Portraits of Strength

In each installment of The Artists, T highlights a recent or little-seen work by a Black artist, along with a few words from that artist putting the work in context. This week, we’re looking at a painting by Pierre Mukeba, who is inspired by the African diaspora in Australia, that is currently on view at the National Gallery of Victoria in Melbourne as part of its 2020 Triennial, on through April 18.

Name: Pierre Mukeba

Age: 25

Based in: Adelaide, Australia

Originally from: Bukavu, Democratic Republic of Congo

When and where did you make this work? March 14, 2018. It was created in my bedroom at the time, at my mum’s house.

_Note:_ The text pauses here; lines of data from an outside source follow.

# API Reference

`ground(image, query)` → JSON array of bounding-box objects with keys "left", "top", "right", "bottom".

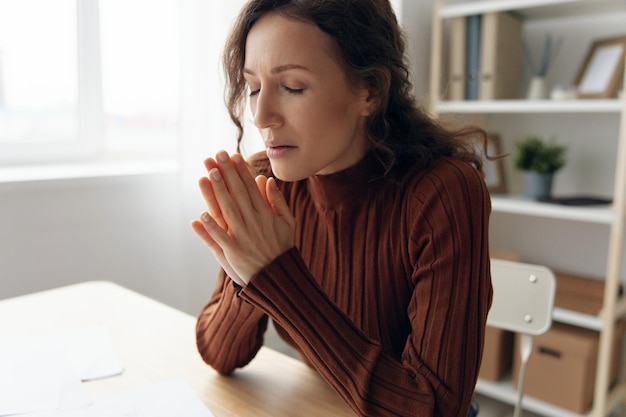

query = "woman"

[{"left": 192, "top": 0, "right": 491, "bottom": 417}]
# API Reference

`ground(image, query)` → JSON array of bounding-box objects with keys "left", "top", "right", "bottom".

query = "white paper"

[
  {"left": 28, "top": 379, "right": 214, "bottom": 417},
  {"left": 0, "top": 324, "right": 124, "bottom": 381},
  {"left": 0, "top": 348, "right": 92, "bottom": 416},
  {"left": 97, "top": 379, "right": 213, "bottom": 417}
]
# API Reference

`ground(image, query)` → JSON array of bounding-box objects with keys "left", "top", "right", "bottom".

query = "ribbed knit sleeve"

[
  {"left": 196, "top": 270, "right": 268, "bottom": 374},
  {"left": 194, "top": 158, "right": 492, "bottom": 417}
]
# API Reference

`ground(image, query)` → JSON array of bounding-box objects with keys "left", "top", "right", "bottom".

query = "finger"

[
  {"left": 190, "top": 220, "right": 246, "bottom": 287},
  {"left": 198, "top": 177, "right": 228, "bottom": 230},
  {"left": 204, "top": 158, "right": 218, "bottom": 172},
  {"left": 254, "top": 175, "right": 269, "bottom": 204},
  {"left": 208, "top": 168, "right": 243, "bottom": 230},
  {"left": 265, "top": 178, "right": 296, "bottom": 227},
  {"left": 217, "top": 151, "right": 267, "bottom": 212}
]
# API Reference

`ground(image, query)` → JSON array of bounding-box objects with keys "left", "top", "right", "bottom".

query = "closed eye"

[{"left": 283, "top": 87, "right": 304, "bottom": 94}]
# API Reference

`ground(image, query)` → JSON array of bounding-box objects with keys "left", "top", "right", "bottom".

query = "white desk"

[{"left": 0, "top": 282, "right": 354, "bottom": 417}]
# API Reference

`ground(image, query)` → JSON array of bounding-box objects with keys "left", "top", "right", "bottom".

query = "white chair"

[{"left": 487, "top": 259, "right": 556, "bottom": 417}]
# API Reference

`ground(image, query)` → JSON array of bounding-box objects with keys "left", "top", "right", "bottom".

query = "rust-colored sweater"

[{"left": 197, "top": 156, "right": 492, "bottom": 417}]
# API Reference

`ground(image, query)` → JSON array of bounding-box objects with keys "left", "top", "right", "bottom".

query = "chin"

[{"left": 270, "top": 160, "right": 313, "bottom": 182}]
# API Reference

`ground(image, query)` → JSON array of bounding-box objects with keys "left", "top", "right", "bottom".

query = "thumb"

[{"left": 265, "top": 178, "right": 295, "bottom": 226}]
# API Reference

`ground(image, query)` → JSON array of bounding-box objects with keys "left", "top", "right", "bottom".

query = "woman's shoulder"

[
  {"left": 247, "top": 151, "right": 272, "bottom": 177},
  {"left": 405, "top": 156, "right": 488, "bottom": 202}
]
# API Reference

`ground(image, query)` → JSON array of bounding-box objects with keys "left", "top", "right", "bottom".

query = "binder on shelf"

[
  {"left": 478, "top": 12, "right": 523, "bottom": 100},
  {"left": 448, "top": 16, "right": 467, "bottom": 100},
  {"left": 465, "top": 14, "right": 482, "bottom": 100}
]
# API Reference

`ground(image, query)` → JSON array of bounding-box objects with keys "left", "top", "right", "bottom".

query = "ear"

[{"left": 361, "top": 69, "right": 391, "bottom": 117}]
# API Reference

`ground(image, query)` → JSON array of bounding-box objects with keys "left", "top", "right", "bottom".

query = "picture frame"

[
  {"left": 574, "top": 35, "right": 626, "bottom": 98},
  {"left": 481, "top": 133, "right": 508, "bottom": 194}
]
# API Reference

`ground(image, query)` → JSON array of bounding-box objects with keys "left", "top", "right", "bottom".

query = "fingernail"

[
  {"left": 217, "top": 151, "right": 228, "bottom": 162},
  {"left": 270, "top": 178, "right": 278, "bottom": 190},
  {"left": 233, "top": 154, "right": 243, "bottom": 164}
]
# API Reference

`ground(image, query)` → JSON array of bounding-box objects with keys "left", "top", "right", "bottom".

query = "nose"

[{"left": 251, "top": 90, "right": 283, "bottom": 129}]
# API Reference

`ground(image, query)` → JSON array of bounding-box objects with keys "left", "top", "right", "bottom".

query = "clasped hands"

[{"left": 191, "top": 151, "right": 296, "bottom": 286}]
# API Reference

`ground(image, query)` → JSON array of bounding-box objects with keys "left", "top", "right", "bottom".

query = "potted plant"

[{"left": 514, "top": 136, "right": 567, "bottom": 200}]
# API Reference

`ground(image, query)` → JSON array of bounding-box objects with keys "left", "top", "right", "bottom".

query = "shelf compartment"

[
  {"left": 491, "top": 195, "right": 615, "bottom": 225},
  {"left": 436, "top": 99, "right": 624, "bottom": 116},
  {"left": 476, "top": 376, "right": 588, "bottom": 417},
  {"left": 439, "top": 0, "right": 624, "bottom": 19}
]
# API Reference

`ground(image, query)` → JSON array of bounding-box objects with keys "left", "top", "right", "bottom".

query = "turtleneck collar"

[{"left": 306, "top": 152, "right": 384, "bottom": 210}]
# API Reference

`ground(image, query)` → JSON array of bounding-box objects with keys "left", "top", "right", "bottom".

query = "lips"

[{"left": 265, "top": 142, "right": 297, "bottom": 159}]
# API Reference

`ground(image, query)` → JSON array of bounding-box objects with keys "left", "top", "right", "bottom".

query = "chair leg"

[{"left": 513, "top": 333, "right": 533, "bottom": 417}]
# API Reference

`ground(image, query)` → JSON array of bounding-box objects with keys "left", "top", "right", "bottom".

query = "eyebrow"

[{"left": 243, "top": 64, "right": 311, "bottom": 75}]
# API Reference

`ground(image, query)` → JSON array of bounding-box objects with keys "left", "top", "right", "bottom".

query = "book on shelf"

[
  {"left": 465, "top": 14, "right": 482, "bottom": 100},
  {"left": 448, "top": 12, "right": 523, "bottom": 100},
  {"left": 479, "top": 12, "right": 523, "bottom": 100},
  {"left": 448, "top": 16, "right": 467, "bottom": 100}
]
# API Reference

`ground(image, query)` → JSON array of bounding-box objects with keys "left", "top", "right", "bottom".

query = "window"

[{"left": 0, "top": 0, "right": 180, "bottom": 165}]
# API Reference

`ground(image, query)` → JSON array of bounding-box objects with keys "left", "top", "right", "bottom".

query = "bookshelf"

[{"left": 430, "top": 0, "right": 626, "bottom": 417}]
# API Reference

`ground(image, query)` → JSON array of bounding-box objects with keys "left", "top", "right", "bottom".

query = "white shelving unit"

[{"left": 430, "top": 0, "right": 626, "bottom": 417}]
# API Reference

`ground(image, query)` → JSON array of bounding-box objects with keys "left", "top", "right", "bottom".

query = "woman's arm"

[
  {"left": 235, "top": 159, "right": 491, "bottom": 417},
  {"left": 196, "top": 271, "right": 268, "bottom": 374}
]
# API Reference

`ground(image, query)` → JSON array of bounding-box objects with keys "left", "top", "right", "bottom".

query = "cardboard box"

[
  {"left": 554, "top": 271, "right": 622, "bottom": 316},
  {"left": 478, "top": 326, "right": 515, "bottom": 381},
  {"left": 513, "top": 323, "right": 623, "bottom": 414}
]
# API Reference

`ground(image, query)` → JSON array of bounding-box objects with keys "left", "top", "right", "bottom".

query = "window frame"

[{"left": 0, "top": 0, "right": 181, "bottom": 169}]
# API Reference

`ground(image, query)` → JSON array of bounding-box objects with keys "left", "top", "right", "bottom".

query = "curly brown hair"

[{"left": 222, "top": 0, "right": 487, "bottom": 173}]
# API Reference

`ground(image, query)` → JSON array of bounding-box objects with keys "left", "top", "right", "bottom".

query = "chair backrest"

[
  {"left": 487, "top": 259, "right": 556, "bottom": 417},
  {"left": 487, "top": 259, "right": 556, "bottom": 336}
]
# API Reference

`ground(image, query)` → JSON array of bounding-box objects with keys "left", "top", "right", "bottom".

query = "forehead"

[{"left": 245, "top": 12, "right": 338, "bottom": 69}]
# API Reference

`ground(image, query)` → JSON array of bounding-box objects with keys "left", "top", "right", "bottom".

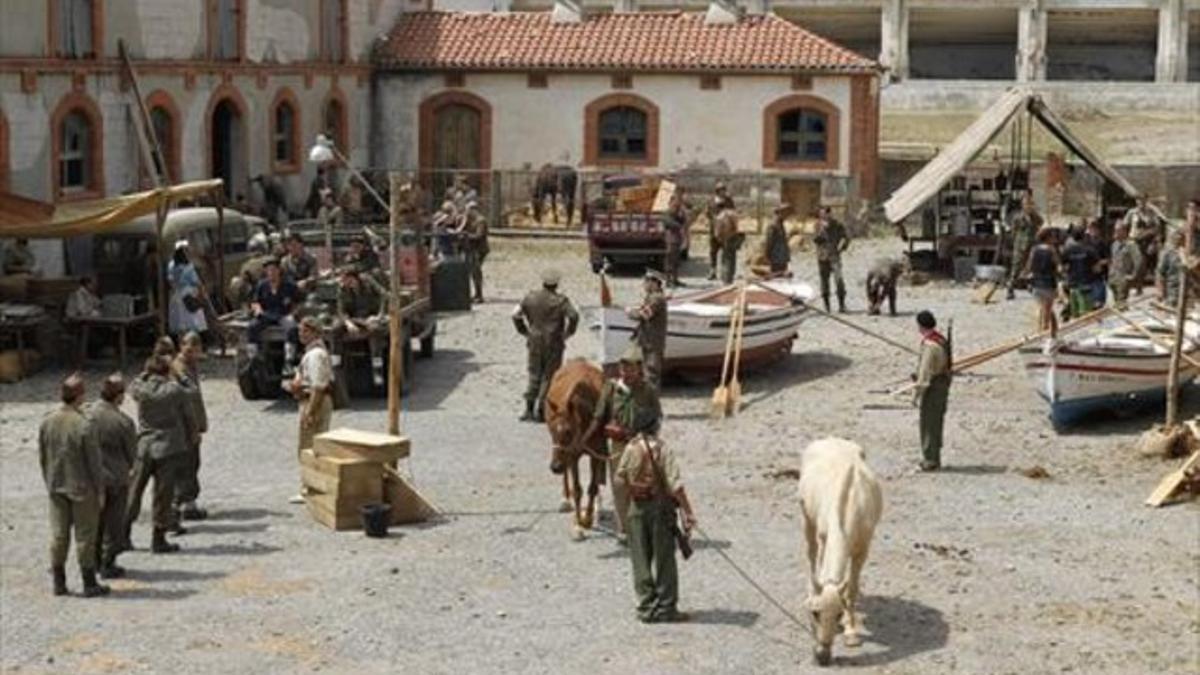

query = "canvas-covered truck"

[
  {"left": 222, "top": 229, "right": 437, "bottom": 401},
  {"left": 583, "top": 175, "right": 690, "bottom": 273}
]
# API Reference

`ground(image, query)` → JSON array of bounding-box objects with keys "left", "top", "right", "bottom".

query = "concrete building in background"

[
  {"left": 433, "top": 0, "right": 1200, "bottom": 213},
  {"left": 0, "top": 0, "right": 410, "bottom": 207},
  {"left": 374, "top": 2, "right": 878, "bottom": 207}
]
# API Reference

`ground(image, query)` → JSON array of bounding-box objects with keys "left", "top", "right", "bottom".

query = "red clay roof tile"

[{"left": 374, "top": 12, "right": 876, "bottom": 72}]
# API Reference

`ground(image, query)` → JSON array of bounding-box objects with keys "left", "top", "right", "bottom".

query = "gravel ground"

[{"left": 0, "top": 234, "right": 1200, "bottom": 674}]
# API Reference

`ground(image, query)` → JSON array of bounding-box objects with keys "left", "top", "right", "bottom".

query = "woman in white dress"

[{"left": 167, "top": 239, "right": 209, "bottom": 335}]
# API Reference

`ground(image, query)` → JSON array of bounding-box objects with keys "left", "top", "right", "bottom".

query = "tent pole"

[
  {"left": 154, "top": 201, "right": 168, "bottom": 335},
  {"left": 216, "top": 187, "right": 228, "bottom": 312}
]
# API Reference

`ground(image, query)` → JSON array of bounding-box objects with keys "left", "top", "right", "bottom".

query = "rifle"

[{"left": 640, "top": 435, "right": 695, "bottom": 560}]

Can you describe what is going on in it? I was moved by the strength and power portrayed in Picasso’s “Les Demoiselles d’Avignon” (1907), but couldn’t fully relate to it as all of the subjects are of one race. And so I wanted to depict African women in a similar light — at their most beautiful and powerful. I focused on the strength that these women hold, regardless of the situations that have been inflicted on them. The subjects are at different stages in their lives and journeys, but all project strength in their demeanor. This is reflective of the African woman and how she, no matter her age, is often the backbone of our families. I come from a family with four sisters, and have seen how women like them are underrepresented in society and in art. You can see in the work differences in the women, including the fact that one of them is pregnant, and this shows that the shape or appearance of a woman also does not change or minimize her power or beauty. The painting is done with brush pen (ink) and African fabric appliqué on cotton canvas. This produced unexpected tones on the women’s bodies. Experimenting throughout the process of making the work allowed me to think about the dimensions and spacing of their figures, and about the effect and illusions of negative space as I tried to balance multiple components of the piece. In stitching fabric on the painting, I wanted to give depth and structure to the work and add an overflowing, triangular form of color.

What is an artwork in any medium that has changed your life? I admire a lot of amazing artists’ works and constantly observe and consume art, but I was mesmerized when I got to see the ceiling of the Sistine Chapel. I was so impressed at the understanding Michelangelo had in painting the bright colors and broad, cleanly defined outlines that make each subject easily seen from the floor. The human bodies depicted are perfectly in proportion and so lifelike, and his overall concept is so well developed. As I left, I told myself I need to be able to express how I feel. It gave me the desire to challenge myself as an artist, to develop my techniques and ideas further, making works with different pigments, fabrics, paints. It also evolved my understanding of the subject matter, thus forcing me to grow as a person and be more resilient in overcoming challenges.